Two hosts and five guests made up the tea party that took place on straw tatami mats with small wooden tables arranged around a large iron kettle of boiling water set upon a charcoal stove. The hosts simply facilitated the party while the guests all brewed tea for each other. Each guest was given a type of tea to brew among five of Taiwan’s most recognized specialty teas: Oolong, Aged Tea, High Mountain, Jin Xuan, and Black tea. We each wore a traditional style apron bearing the name of our tea type and were instructed on how the ceremony was to take place.
After the basic methods were explained, it was an easy-going, spontaneous event where we all brewed tea with the tea and tea wares provided. We shared our own brew and received pours from others teapots as we went along. The conversation flowed along with the tea, and it was a friendly gathering around the charcoal stove - a symbol of warmth and sustenance.
Drawing water with handmade Japanese bamboo ladles from the communal antique iron kettle to fill and refill our gong fu teapots again and again to share our distinctly flavored teas was really fun as well as highly satisfying. The presentation that was steeped in tradition and style accommodated a kind of free-for-all tea party where we all got to enjoy not just one type of tea from a single server, but five types of tea from five servers all at once! What a brilliant idea it was on many levels. It was embedded in Taiwan tea culture with touches of the historical Japanese influence, and embodied the naturally free, informal - yet very traditional Taiwanese style that has seduced me into making this island my home.
Champion Tea Tasting
The most educational and privileged event at the Nantou County Global Tea Expo, in my experience - is the opportunity to taste award winning teas from all over Taiwan.

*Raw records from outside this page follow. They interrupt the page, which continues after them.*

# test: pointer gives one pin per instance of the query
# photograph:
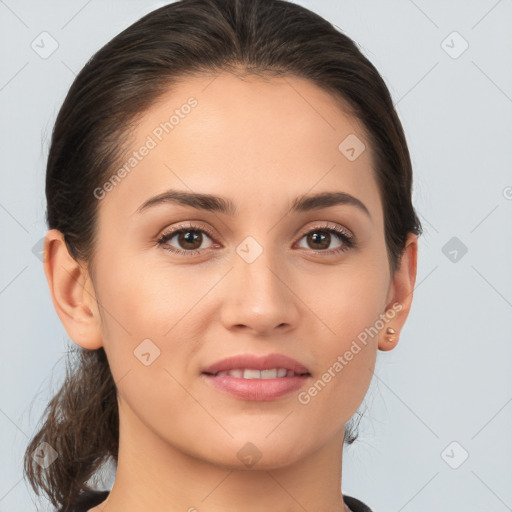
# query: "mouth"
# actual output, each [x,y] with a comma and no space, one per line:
[250,377]
[249,373]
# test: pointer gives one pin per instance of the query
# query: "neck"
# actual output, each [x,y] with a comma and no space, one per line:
[152,474]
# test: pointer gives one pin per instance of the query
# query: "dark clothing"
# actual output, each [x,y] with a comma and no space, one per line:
[90,499]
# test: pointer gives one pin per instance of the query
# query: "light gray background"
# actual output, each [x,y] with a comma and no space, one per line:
[449,378]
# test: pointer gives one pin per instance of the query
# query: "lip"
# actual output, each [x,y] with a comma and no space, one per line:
[256,389]
[255,362]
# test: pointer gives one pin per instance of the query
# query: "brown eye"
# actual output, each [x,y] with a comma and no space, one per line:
[320,239]
[188,240]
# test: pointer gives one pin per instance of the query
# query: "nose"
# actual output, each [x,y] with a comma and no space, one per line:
[258,297]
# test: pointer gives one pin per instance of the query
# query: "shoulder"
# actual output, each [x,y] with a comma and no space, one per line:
[86,500]
[356,505]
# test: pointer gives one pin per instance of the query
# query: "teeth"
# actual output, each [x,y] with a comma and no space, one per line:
[248,373]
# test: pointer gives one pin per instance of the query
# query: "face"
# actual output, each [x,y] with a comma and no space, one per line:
[259,278]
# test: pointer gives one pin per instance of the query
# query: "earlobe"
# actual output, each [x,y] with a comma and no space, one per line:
[401,292]
[72,292]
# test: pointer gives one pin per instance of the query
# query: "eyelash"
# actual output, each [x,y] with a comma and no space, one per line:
[348,240]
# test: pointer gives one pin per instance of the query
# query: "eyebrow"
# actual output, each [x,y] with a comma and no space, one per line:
[212,203]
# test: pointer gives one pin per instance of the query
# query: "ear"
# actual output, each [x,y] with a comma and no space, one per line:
[400,294]
[72,292]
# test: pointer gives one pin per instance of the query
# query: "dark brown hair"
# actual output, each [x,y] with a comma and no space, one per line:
[116,86]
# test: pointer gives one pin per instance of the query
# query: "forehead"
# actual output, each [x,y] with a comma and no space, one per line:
[263,140]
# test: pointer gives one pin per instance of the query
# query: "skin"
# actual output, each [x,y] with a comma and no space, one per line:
[261,143]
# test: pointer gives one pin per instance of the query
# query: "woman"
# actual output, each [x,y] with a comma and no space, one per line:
[231,240]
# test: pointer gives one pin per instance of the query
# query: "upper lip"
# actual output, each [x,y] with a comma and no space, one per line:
[255,362]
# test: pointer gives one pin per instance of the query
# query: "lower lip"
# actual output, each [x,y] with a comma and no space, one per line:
[256,389]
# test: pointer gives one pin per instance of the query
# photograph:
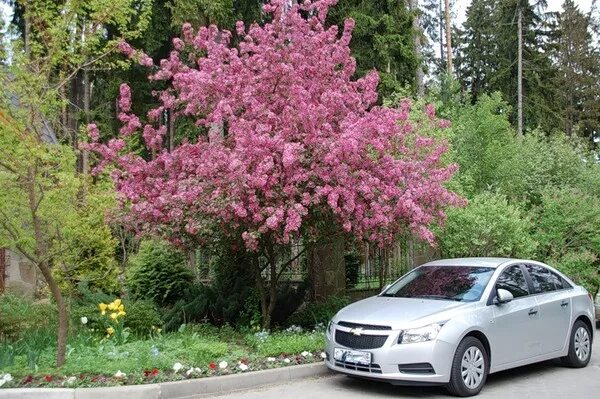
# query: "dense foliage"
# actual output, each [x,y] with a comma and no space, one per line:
[158,273]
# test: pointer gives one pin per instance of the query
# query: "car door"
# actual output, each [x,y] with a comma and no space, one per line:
[514,332]
[554,303]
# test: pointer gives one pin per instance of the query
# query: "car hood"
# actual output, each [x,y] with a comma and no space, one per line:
[400,313]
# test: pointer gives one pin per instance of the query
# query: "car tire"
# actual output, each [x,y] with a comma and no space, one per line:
[580,346]
[468,380]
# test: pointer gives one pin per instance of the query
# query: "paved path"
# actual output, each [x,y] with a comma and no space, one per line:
[547,380]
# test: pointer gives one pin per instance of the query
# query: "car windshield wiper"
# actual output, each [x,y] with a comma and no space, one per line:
[441,297]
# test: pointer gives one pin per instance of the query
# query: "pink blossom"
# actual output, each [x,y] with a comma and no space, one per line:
[125,48]
[300,138]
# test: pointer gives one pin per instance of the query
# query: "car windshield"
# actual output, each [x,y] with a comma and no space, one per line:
[451,283]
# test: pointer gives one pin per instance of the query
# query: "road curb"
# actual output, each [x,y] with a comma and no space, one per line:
[188,389]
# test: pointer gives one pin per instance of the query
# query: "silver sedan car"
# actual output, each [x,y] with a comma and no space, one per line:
[454,321]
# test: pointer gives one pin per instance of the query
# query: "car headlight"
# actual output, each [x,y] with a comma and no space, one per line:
[420,334]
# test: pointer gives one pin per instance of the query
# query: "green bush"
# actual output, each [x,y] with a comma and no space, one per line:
[318,312]
[90,248]
[568,230]
[487,226]
[20,316]
[581,267]
[158,273]
[142,316]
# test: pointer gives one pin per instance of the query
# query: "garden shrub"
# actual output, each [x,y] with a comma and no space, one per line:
[142,316]
[581,266]
[487,226]
[278,343]
[89,250]
[229,299]
[352,261]
[568,231]
[20,316]
[318,312]
[158,273]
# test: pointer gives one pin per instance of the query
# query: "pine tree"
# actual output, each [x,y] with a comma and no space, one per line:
[578,63]
[488,59]
[383,39]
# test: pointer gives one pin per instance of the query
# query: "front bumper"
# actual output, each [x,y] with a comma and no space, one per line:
[387,360]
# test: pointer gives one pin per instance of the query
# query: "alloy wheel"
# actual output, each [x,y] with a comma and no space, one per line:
[582,344]
[473,367]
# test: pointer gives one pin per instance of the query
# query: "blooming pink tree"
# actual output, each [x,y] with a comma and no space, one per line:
[290,141]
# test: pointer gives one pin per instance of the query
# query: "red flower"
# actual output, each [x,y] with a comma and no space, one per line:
[151,373]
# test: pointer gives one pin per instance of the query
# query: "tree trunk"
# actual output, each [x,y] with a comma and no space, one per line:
[41,254]
[448,26]
[63,316]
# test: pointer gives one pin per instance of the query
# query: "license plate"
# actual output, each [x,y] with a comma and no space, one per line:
[352,356]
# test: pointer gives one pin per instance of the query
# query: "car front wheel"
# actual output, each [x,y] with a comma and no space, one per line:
[470,368]
[580,346]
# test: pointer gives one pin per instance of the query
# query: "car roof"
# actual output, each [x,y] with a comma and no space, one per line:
[485,262]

For an entrance fee of US$3.30, you can participate in a cupping of 10 of this year’s Champion Spring Teas in Taiwan. Ten participants per cupping are invited to smell the brewed leaves and taste the brewed tea through two rounds of the table. The cuppings follow the standard tea judging methods of 3g of tea leaves in a 50 ml cup brewed for 6 minutes with near-boiling temperature water. The brewed leaves and tea are then allowed to cool for about 6 minutes before sampling.
The cupping is hosted by a certified tea judge who leads the group through the brewing, smelling of the brewed leaves, and tea tasting experience. The host introduces the tea types that span the spectrum of specialty teas produced in Taiwan from green to black, yet mostly comprised of variations of oolongs. Basic explanations of the tea types are given along with the judging process that is conducted in the competitions.
The first cupping we attended this year started with a green Bi Luo Qun from Ping Lin, Taipei followed by an unroasted, minimally oxidized High Mountain Oolong from Ren Ai Township in Nantou. Step by step we moved through the gradients of oolong teas, finishing with a heavily oxidized Oriental Beauty Oolong from Xin Zhu.
More types of Champion Spring Teas can be experienced by attending other cuppings. There are 18 types of tea, almost all champion, with a few 2nd place prize winners of local competitions from all over Taiwan, offered at this event. So in order to make the best of this unique opportunity, we will attend at least a few more cuppings of this year’s champion spring teas before the event closes on October 27.